AI Image Generator Stable Diffusion Perpetuates Racial And Gendered Stereotypes
What does a person look like? If you use the popular artificial intelligence image generator Stable Diffusion to conjure answers, too frequently you’ll see images of light-skinned men.
Stable Diffusion’s perpetuation of this harmful stereotype is among the findings of a new University of Washington study. Researchers also found that, when prompted to create images of “a person from Oceania,” for instance, Stable Diffusion failed to equitably represent Indigenous peoples. Finally, the generator tended to sexualize images of women from certain Latin American countries (Colombia, Venezuela, Peru) as well as those from Mexico, India and Egypt.
The researchers will present their findings the week of Dec. 6 at the 2023 Conference on Empirical Methods in Natural Language Processing in Singapore.
“It’s important to recognize that systems like Stable Diffusion produce results that can cause harm,” said Sourojit Ghosh, a UW doctoral student in the human centered design and engineering department. “There is a near-complete erasure of nonbinary and Indigenous identities. For instance, an Indigenous person looking at Stable Diffusion’s representation of people from Australia is not going to see their identity represented — that can be harmful and perpetuate stereotypes of the settler-colonial white people being more ‘Australian’ than Indigenous, darker-skinned people, whose land it originally was and continues to remain.”
To study how Stable Diffusion portrays people, researchers asked the text-to-image generator to create 50 images of a “front-facing photo of a person.” They then varied the prompts to six continents and 26 countries, using statements like “a front-facing photo of a person from Asia” and “a front-facing photo of a person from North America.” They did the same with gender. For example, they compared “person” to “man” and “person from India” to “person of nonbinary gender from India.”
The team took the generated images and analyzed them computationally, assigning each a score: A number closer to 0 suggests less similarity while a number closer to 1 suggests more. The researchers then confirmed the computational results manually. They found that images of a “person” corresponded most with men (0.64) and people from Europe (0.71) and North America (0.68), while corresponding least with nonbinary people (0.41) and people from Africa (0.41) and Asia (0.43).
Likewise, images of a person from Oceania corresponded most closely with people from majority-white countries Australia (0.77) and New Zealand (0.74), and least with people from Papua New Guinea (0.31), the second most populous country in the region where the population remains predominantly Indigenous.
A third finding announced itself as researchers were working on the study: Stable Diffusion was sexualizing certain women of color, especially Latin American women. So the team compared images using a NSFW (Not Safe for Work) Detector, a machine-learning model that can identify sexualized images, labeling them on a scale from “sexy” to “neutral.” (The detector has a history of being less sensitive to NSFW images than humans.) A woman from Venezuela had a “sexy” score of 0.77 while a woman from Japan ranked 0.13 and a woman from the United Kingdom 0.16.
“We weren’t looking for this, but it sort of hit us in the face,” Ghosh said. “Stable Diffusion censored some images on its own and said, ‘These are Not Safe for Work.’ But even some that it did show us were Not Safe for Work, compared to images of women in other countries in Asia or the U.S. and Canada.”
While the team’s work points to clear representational problems, the ways to fix them are less clear.

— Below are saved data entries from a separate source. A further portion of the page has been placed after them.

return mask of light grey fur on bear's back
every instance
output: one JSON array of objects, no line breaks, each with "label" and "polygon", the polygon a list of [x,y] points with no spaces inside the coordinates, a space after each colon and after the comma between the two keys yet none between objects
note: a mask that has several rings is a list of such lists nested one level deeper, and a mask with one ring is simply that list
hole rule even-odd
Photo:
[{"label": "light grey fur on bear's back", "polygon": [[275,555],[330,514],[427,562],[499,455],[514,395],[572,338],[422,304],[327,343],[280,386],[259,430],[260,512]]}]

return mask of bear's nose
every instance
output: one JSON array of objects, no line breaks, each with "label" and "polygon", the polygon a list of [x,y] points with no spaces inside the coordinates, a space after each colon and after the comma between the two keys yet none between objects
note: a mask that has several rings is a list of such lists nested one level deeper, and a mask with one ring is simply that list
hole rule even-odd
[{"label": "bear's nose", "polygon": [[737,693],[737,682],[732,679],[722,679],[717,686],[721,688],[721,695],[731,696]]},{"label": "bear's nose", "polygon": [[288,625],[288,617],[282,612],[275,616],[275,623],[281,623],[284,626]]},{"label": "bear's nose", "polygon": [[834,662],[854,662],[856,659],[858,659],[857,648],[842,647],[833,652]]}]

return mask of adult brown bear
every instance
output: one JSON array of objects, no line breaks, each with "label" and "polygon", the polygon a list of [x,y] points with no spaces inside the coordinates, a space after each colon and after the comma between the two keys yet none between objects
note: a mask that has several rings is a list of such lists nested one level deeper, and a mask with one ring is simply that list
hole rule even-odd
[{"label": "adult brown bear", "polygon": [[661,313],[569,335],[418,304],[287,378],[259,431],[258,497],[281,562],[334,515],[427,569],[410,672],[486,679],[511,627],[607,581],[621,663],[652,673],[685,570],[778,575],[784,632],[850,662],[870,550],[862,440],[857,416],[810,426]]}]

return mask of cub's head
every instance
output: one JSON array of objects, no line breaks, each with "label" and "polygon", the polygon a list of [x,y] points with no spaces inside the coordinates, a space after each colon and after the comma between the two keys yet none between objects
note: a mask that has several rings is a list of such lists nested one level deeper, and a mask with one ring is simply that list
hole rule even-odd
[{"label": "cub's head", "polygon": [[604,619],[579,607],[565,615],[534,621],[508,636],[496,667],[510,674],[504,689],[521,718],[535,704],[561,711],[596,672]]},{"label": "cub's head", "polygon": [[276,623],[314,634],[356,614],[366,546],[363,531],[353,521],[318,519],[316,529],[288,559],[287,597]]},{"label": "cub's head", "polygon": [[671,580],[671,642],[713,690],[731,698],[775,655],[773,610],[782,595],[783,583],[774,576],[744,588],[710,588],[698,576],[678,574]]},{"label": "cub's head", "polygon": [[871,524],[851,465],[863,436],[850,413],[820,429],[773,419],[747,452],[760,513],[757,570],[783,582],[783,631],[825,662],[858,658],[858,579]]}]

“We need to better understand the impact of social practices in creating and perpetuating such results,” Ghosh said. “To say that ‘better’ data can solve these issues misses a lot of nuance. A lot of why Stable Diffusion continually associates ‘person’ with ‘man’ comes from the societal interchangeability of those terms over generations.”
The team chose to study Stable Diffusion, in part, because it’s open source and makes its training data available (unlike prominent competitor Dall-E, from ChatGPT-maker OpenAI). Yet both the reams of training data fed to the models and the people training the models themselves introduce complex networks of biases that are difficult to disentangle at scale.
“We have a significant theoretical and practical problem here,” said Aylin Caliskan, a UW assistant professor in the Information School. “Machine learning models are data hungry. When it comes to underrepresented and historically disadvantaged groups, we do not have as much data, so the algorithms cannot learn accurate representations. Moreover, whatever data we tend to have about these groups is stereotypical. So we end up with these systems that not only reflect but amplify the problems in society.”
To that end, the researchers decided to include in the published paper only blurred copies of images that sexualized women of color.
“When these images are disseminated on the internet, without blurring or marking that they are synthetic images, they end up in the training data sets of future AI models,” Caliskan said. “It contributes to this entire problematic cycle. AI presents many opportunities, but it is moving so fast that we are not able to fix the problems in time and they keep growing rapidly and exponentially.”